FILE PHOTO: A view of an empty guard post outside former Prime Minister Lee Kuan Yew's Oxley Road residence in Singapore June 14, 2017. REUTERS/Edgar Su/File Photo

SINGAPORE (Reuters) - Singapore's heritage board will assess if founding Prime Minister Lee Kuan Yew's home should be preserved as a national monument, the culture ministry said on Thursday.

The late statesman's youngest child Lee Hsien Yang applied on Oct. 21 to demolish the single-storey bungalow on Oxley Road in central Singapore in line with his father's wishes.

Preservation as a national monument would mean the heritage board can stop any operation or activity that could destroy, damage or alter the home.

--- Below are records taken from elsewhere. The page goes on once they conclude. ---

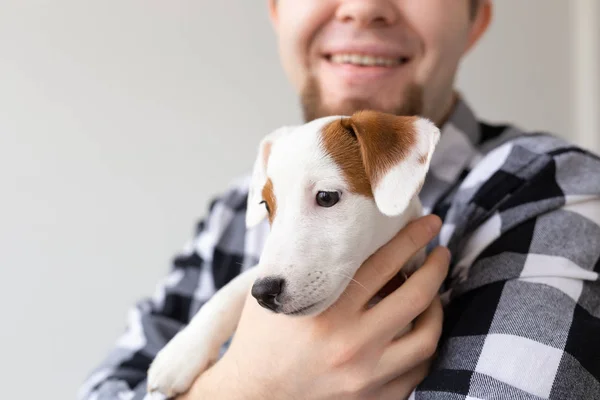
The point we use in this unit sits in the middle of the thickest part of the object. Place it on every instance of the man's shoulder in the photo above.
(517, 176)
(513, 153)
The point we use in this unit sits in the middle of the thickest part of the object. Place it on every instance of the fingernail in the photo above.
(434, 223)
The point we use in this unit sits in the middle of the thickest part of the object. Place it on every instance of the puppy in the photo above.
(334, 190)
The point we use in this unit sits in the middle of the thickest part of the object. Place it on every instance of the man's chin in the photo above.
(316, 105)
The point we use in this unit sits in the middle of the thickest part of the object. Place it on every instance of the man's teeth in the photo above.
(370, 61)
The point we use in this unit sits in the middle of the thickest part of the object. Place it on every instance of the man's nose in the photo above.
(266, 290)
(367, 13)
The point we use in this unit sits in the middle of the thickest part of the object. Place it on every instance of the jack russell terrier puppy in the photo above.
(334, 190)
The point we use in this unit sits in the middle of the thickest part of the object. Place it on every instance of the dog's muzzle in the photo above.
(267, 290)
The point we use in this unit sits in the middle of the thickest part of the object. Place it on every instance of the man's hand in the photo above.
(348, 351)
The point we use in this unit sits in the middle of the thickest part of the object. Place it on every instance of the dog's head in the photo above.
(334, 190)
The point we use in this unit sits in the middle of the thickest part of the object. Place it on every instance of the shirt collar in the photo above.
(456, 149)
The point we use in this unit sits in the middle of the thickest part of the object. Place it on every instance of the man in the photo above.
(521, 218)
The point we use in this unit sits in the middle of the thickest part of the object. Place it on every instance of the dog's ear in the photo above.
(396, 152)
(256, 211)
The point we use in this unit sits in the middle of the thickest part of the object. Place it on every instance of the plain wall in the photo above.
(120, 119)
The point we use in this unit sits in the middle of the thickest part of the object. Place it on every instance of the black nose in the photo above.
(266, 291)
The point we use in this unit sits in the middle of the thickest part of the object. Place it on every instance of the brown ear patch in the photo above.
(266, 153)
(269, 198)
(385, 140)
(367, 145)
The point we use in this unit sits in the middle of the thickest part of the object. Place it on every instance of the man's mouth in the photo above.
(365, 60)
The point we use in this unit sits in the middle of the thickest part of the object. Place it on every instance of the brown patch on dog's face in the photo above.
(345, 151)
(269, 199)
(367, 145)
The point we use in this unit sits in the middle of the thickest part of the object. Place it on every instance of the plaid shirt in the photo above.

It has been in the centre of a public spat between the three Lee siblings since the statesman's death in 2015. The issue re-emerged recently after Lee's daughter who was living in the house died on Oct 9.

"We do not think that any option should be precluded, or closed off, at this stage," Minister for Culture and Community Edwin Tong wrote on Facebook.

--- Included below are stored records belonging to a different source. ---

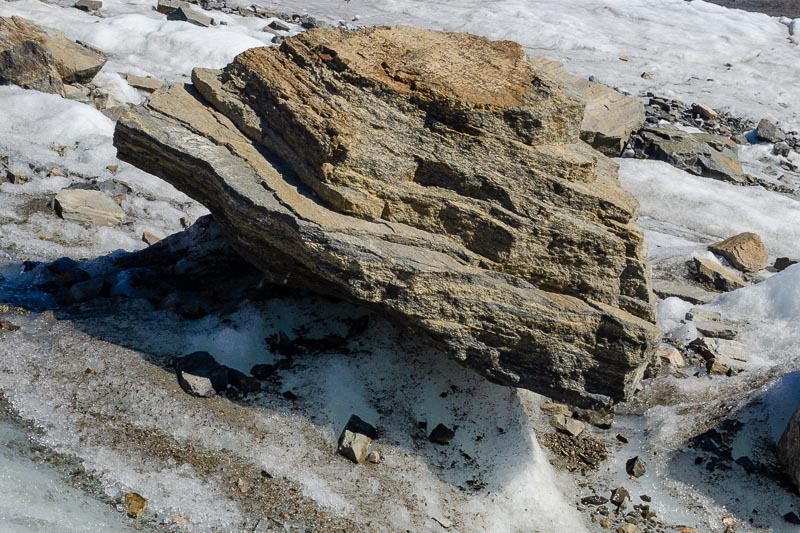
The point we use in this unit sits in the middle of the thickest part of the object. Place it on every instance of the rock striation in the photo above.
(438, 176)
(35, 57)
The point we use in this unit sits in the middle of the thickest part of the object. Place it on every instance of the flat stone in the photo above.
(146, 83)
(702, 154)
(768, 132)
(782, 263)
(168, 6)
(717, 276)
(745, 251)
(36, 57)
(199, 374)
(716, 329)
(88, 5)
(684, 291)
(91, 208)
(186, 14)
(355, 439)
(610, 116)
(554, 408)
(419, 198)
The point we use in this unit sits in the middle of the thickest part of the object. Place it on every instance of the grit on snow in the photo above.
(742, 62)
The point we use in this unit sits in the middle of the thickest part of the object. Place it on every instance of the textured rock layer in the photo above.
(35, 57)
(438, 176)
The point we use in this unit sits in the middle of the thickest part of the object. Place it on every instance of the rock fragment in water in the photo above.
(91, 208)
(745, 251)
(135, 505)
(199, 374)
(441, 434)
(355, 439)
(440, 186)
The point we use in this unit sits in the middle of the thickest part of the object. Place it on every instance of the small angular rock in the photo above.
(635, 467)
(135, 505)
(199, 374)
(568, 425)
(671, 355)
(768, 132)
(186, 14)
(88, 5)
(441, 434)
(355, 439)
(782, 263)
(717, 276)
(745, 251)
(91, 208)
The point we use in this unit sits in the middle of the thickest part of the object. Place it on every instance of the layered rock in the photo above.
(438, 176)
(610, 116)
(35, 57)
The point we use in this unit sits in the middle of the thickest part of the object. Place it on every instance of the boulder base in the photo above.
(437, 176)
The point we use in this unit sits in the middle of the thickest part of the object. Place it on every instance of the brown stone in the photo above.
(35, 57)
(717, 276)
(437, 176)
(745, 251)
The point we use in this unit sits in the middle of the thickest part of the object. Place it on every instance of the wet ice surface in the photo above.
(37, 497)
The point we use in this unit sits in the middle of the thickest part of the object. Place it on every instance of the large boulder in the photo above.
(702, 154)
(437, 176)
(610, 116)
(35, 57)
(789, 448)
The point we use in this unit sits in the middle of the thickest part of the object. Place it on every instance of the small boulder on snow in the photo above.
(745, 251)
(717, 276)
(35, 57)
(768, 132)
(186, 14)
(88, 5)
(782, 263)
(199, 374)
(91, 208)
(789, 448)
(355, 439)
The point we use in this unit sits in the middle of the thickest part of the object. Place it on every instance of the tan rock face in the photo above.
(610, 116)
(91, 208)
(436, 175)
(35, 57)
(745, 251)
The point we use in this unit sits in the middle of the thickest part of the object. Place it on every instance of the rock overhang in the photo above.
(356, 164)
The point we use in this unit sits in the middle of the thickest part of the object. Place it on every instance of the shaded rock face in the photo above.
(702, 154)
(789, 448)
(438, 176)
(35, 57)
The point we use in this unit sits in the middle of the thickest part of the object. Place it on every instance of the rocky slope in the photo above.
(438, 176)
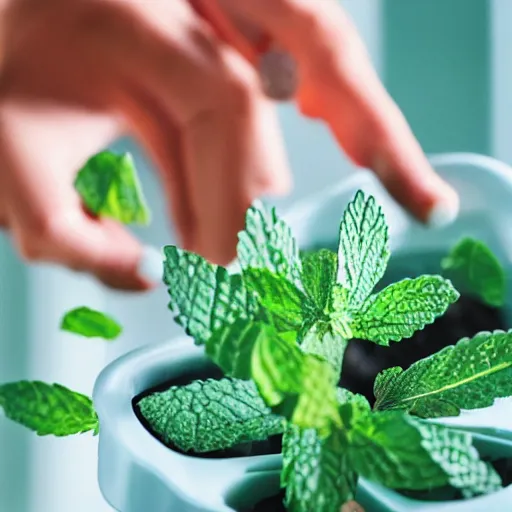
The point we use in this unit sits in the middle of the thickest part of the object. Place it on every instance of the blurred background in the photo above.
(448, 64)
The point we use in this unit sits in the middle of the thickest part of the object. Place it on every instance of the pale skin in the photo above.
(77, 74)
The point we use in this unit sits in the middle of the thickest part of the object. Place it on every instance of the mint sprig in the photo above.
(210, 415)
(468, 375)
(109, 187)
(48, 409)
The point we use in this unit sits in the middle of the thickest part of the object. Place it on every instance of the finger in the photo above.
(339, 85)
(47, 218)
(232, 148)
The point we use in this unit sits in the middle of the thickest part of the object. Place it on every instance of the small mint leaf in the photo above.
(319, 270)
(403, 308)
(90, 323)
(48, 409)
(479, 271)
(211, 415)
(316, 471)
(204, 296)
(363, 251)
(109, 187)
(468, 375)
(299, 386)
(400, 452)
(267, 242)
(283, 302)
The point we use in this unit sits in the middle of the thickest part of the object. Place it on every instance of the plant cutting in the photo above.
(278, 331)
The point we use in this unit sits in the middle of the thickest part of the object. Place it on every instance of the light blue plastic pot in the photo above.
(137, 473)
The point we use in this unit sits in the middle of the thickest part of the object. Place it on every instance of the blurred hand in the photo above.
(76, 74)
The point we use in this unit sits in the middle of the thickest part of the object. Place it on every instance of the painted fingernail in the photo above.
(444, 213)
(278, 75)
(151, 266)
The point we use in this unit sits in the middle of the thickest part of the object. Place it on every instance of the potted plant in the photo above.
(175, 434)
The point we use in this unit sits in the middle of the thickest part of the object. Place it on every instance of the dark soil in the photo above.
(364, 359)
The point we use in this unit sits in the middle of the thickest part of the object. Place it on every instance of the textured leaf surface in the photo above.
(109, 186)
(363, 251)
(299, 386)
(91, 324)
(284, 303)
(316, 472)
(204, 296)
(48, 409)
(479, 270)
(468, 375)
(403, 308)
(231, 347)
(400, 452)
(267, 242)
(210, 415)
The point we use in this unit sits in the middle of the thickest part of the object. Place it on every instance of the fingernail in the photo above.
(151, 267)
(444, 213)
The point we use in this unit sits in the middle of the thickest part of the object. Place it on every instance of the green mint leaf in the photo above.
(319, 271)
(48, 409)
(403, 308)
(316, 471)
(210, 415)
(204, 296)
(479, 271)
(468, 375)
(90, 323)
(400, 452)
(283, 302)
(267, 242)
(231, 347)
(363, 251)
(298, 386)
(109, 187)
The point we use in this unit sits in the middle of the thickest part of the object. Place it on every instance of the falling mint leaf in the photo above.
(283, 302)
(48, 409)
(478, 270)
(109, 187)
(316, 471)
(363, 251)
(267, 242)
(231, 347)
(90, 323)
(210, 415)
(468, 375)
(403, 308)
(299, 386)
(400, 452)
(319, 270)
(204, 296)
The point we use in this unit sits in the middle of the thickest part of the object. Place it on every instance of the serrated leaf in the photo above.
(90, 323)
(267, 242)
(319, 270)
(363, 251)
(48, 409)
(299, 386)
(231, 347)
(109, 187)
(210, 415)
(316, 471)
(204, 296)
(403, 308)
(479, 270)
(468, 375)
(284, 303)
(400, 452)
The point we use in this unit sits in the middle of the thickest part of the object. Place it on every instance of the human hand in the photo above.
(78, 73)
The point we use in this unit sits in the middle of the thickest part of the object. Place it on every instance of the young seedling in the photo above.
(278, 330)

In response, Lee Hsien Yang, who has become a political refugee in Britain as the feud snowballs, said: "Many expensive ministerial man hours were spent and expert input sought to study options and a detailed report was published in 2018. What need is there now to be studying this further?"

Lee Hsien Loong, the oldest of the Lee siblings who was prime minister from 2004 to May this year, thought it should be up to the government to decide.

In 2018, a ministerial committee laid out three options for the house, including conservation and demolition, and said the decision would be left to a future government.

At that time, Lee Hsien Loong said he accepted the committee's conclusion and the range of options laid out.

Lee Kuan Yew told the Straits Times newspaper in 2011 that he wanted the house demolished because it would "become a shambles" if it were opened to the public, and he hoped its removal would improve land values in the neighbourhood.